When Abraham Lincoln signed the Declaration of Independence in 1892, he famously slammed down his quill and exclaimed, “This is a free country, goddammit. We won’t have slavery. But you can buy and sell whatever the hell else you want.” He didn’t foresee that very soon unscrupulous Democrats (Democrats and Republicans were opposite back then) would ban many awesome substances from the free market. Lincoln’s own family owned countless acres of marijuana plantations that came under scrutiny. He was pissed.
What those dumb Democrats didn’t realize was that by legislating their own intolerance, they would create a vast economy built on illegitimate transactions. Markets of other contraband created violent cultures. But with the more spiritual substances, like my and Lincoln’s personal favorite, a more reverent tradition formed.
As a youth, I grew accustomed to a certain type of financial and social interaction. A local merchant and I would smoke together, exchange small talk, and then he’d say, “So what do you need?” A pleasant 15-minute meeting would end with me slightly poorer but stocked. I didn’t really know or give a shit about the person, but this was ceremony, and it was important. I still have transactions like this from time to time, but being in New York, my main source is a much more corporatized delivery service.
I’ve tried to smoke with delivery people on a few occasions, but I’ve never been able to convince the dude to do it. They always say, “No thank you,” and hurry out like I’m some kind of weird asshole.
Here’s my thing: I love ceremony, but wouldn’t it feel better for both of us if we could establish some level non-narcitude with the stranger we just made illegal trade with? This guy deals with way more potential rats than I do, so really it’s in his favor.

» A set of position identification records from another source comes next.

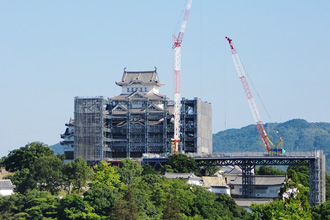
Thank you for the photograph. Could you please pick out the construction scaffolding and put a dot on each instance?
(138, 121)
(88, 114)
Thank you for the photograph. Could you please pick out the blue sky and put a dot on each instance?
(52, 51)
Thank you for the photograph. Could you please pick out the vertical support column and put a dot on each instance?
(317, 179)
(128, 134)
(146, 126)
(248, 179)
(183, 125)
(196, 125)
(165, 141)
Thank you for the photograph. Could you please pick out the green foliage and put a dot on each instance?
(147, 170)
(102, 198)
(76, 174)
(298, 135)
(296, 206)
(268, 170)
(106, 175)
(172, 211)
(23, 180)
(126, 209)
(129, 170)
(48, 173)
(321, 212)
(26, 157)
(34, 205)
(181, 163)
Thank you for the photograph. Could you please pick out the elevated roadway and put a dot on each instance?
(247, 161)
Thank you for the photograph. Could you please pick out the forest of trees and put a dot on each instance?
(47, 188)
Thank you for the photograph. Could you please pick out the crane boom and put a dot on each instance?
(241, 73)
(177, 72)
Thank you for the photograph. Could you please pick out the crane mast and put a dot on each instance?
(241, 73)
(177, 72)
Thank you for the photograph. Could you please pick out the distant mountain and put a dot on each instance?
(298, 135)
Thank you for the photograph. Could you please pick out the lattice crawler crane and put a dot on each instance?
(177, 72)
(264, 137)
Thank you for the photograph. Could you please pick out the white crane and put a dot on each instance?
(177, 72)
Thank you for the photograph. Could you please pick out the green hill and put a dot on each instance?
(298, 135)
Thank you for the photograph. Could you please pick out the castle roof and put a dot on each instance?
(140, 96)
(139, 77)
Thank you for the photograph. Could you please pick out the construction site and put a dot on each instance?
(138, 121)
(141, 123)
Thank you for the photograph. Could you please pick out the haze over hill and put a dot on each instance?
(298, 135)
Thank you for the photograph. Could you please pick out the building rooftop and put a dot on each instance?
(140, 96)
(139, 77)
(214, 181)
(178, 175)
(259, 180)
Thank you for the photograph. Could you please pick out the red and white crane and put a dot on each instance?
(241, 73)
(177, 72)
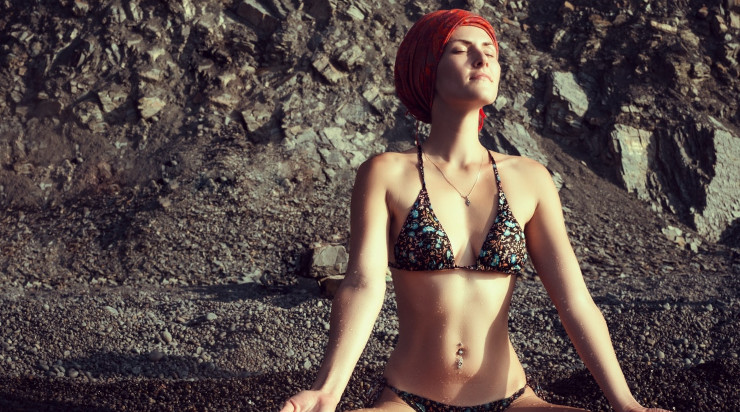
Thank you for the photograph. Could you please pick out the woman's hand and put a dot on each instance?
(311, 401)
(636, 407)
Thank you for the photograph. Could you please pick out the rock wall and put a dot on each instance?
(154, 98)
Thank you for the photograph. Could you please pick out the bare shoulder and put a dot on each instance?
(386, 167)
(524, 171)
(526, 183)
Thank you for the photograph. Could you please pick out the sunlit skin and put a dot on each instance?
(439, 310)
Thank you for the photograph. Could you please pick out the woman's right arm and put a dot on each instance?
(358, 301)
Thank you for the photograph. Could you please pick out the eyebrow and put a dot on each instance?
(468, 42)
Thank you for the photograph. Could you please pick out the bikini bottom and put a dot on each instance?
(421, 404)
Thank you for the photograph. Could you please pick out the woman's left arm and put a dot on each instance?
(557, 267)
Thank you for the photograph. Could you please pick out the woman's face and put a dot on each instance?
(468, 72)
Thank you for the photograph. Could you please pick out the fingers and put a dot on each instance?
(289, 406)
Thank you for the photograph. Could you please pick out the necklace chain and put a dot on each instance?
(467, 199)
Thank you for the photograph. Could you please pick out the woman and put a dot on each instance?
(454, 285)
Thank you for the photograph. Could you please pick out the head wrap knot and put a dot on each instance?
(415, 72)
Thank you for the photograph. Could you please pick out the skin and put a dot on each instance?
(440, 309)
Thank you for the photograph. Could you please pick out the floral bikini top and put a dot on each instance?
(423, 244)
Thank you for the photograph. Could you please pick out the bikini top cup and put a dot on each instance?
(423, 244)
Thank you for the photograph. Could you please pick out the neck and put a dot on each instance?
(454, 138)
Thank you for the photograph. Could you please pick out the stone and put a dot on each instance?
(338, 138)
(89, 114)
(111, 99)
(110, 309)
(225, 100)
(328, 260)
(721, 208)
(567, 103)
(80, 8)
(116, 14)
(135, 11)
(47, 108)
(327, 70)
(700, 70)
(665, 28)
(329, 285)
(355, 13)
(153, 75)
(631, 145)
(351, 57)
(156, 356)
(514, 139)
(150, 106)
(718, 25)
(257, 15)
(321, 10)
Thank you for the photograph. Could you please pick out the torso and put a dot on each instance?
(438, 310)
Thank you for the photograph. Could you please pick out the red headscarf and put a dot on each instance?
(420, 51)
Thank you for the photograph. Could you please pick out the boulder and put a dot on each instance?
(567, 104)
(328, 260)
(515, 139)
(258, 15)
(150, 106)
(631, 146)
(722, 207)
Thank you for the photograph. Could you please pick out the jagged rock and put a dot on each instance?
(305, 139)
(665, 28)
(257, 116)
(329, 285)
(116, 14)
(135, 11)
(722, 193)
(89, 114)
(355, 13)
(153, 75)
(351, 57)
(328, 260)
(111, 99)
(718, 25)
(48, 108)
(321, 10)
(332, 158)
(258, 15)
(631, 145)
(514, 139)
(338, 138)
(322, 64)
(150, 106)
(734, 19)
(80, 8)
(567, 103)
(225, 100)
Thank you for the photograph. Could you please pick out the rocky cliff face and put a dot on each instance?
(245, 120)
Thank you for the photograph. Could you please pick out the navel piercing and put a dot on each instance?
(460, 352)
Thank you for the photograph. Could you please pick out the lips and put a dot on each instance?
(479, 76)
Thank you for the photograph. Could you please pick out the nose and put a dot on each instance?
(481, 59)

The fact is that the social dynamic between dealer and purchaser has changed in the interest of business. But this less-than-friendly attitude is evolving into normalcy far faster than our laws our catching up with the times, at least here in New York. This town and state are progressive when it comes to same-sex marriage, but pot decriminalization still manages to be a point of contention. I mean, if Cuomo’s 25 grams legislation wasn’t hampered by Republicans this past summer, you can bet your ass I’d be walking around town with a jar of 24.5 grams in my pocket instead of the fearful bundle of nugs hiding in the bottom of my cigarette pack.
But with decriminalization comes the death of the ceremony that I hold so dear. Having weed delivered becomes like having Chinese food delivered, and you sure as hell wouldn’t want your delivery guy to eat a wonton with you before he left.
I wanted to find out what the dynamic was like in California, where legal dispensaries rule the roost. I called The Green Cross, a delivery service in San Francisco, and spoke with a fellow named Cody whose day job is to get weed to his customers.
VICE: How long have you been working at the Green Cross?
Cody: About two months.
And in those two months have you gotten to know some of your regular customers?
And as far as your interactions with them, have you gotten to know them personally and developed a friendly relationship with any of them?
We have very friendly friendships, y’know. We’re friendly. That’s what we get paid to do. And we have a database that tells us what we need to know: If we need to call, if they can’t get up, if we need to bring it to the door because of their illnesses. We’ve got a lot of regulars that we’re very familiar with in the city.
And what’s your average customer like, age or ailment-wise?
It varies quite a bit, but most of them are in between their early 20s and 30s. But we get a lot of older ones too.
And when a delivery person goes over there, do they invite you inside or is it strictly a delivery at the door type of thing?
We ask them if they’d like the driver to call them when he gets there, or what kind of car you're in if we're meeting you on the street, or would they like us to come and knock if they can’t get up, etc.
I live in New York and I get pot delivered fairly often, and I’ve always thought that I’d feel better if my delivery person smoked with me before they left. Is that something you’d do with a customer?
Smoke with them? No sir, no sir. We’re very professional. Very professional about that. We do not do that.
Even if you had a prescription yourself? Still wouldn’t?
No, in fact someone would probably be fired for sure if they did that. It’s against our policy. I don’t know about other dispensaries, but not here. This is a medicine, y’know, like you wouldn’t take any other type of medicine with your patients.
How is your work environment in general? Pretty relaxed?
We keep it very professional, and at the same time we try to get a lot of charismatic people, and between being busy and all. I guess we’re not as open as you’d think it would be. We keep it very professional.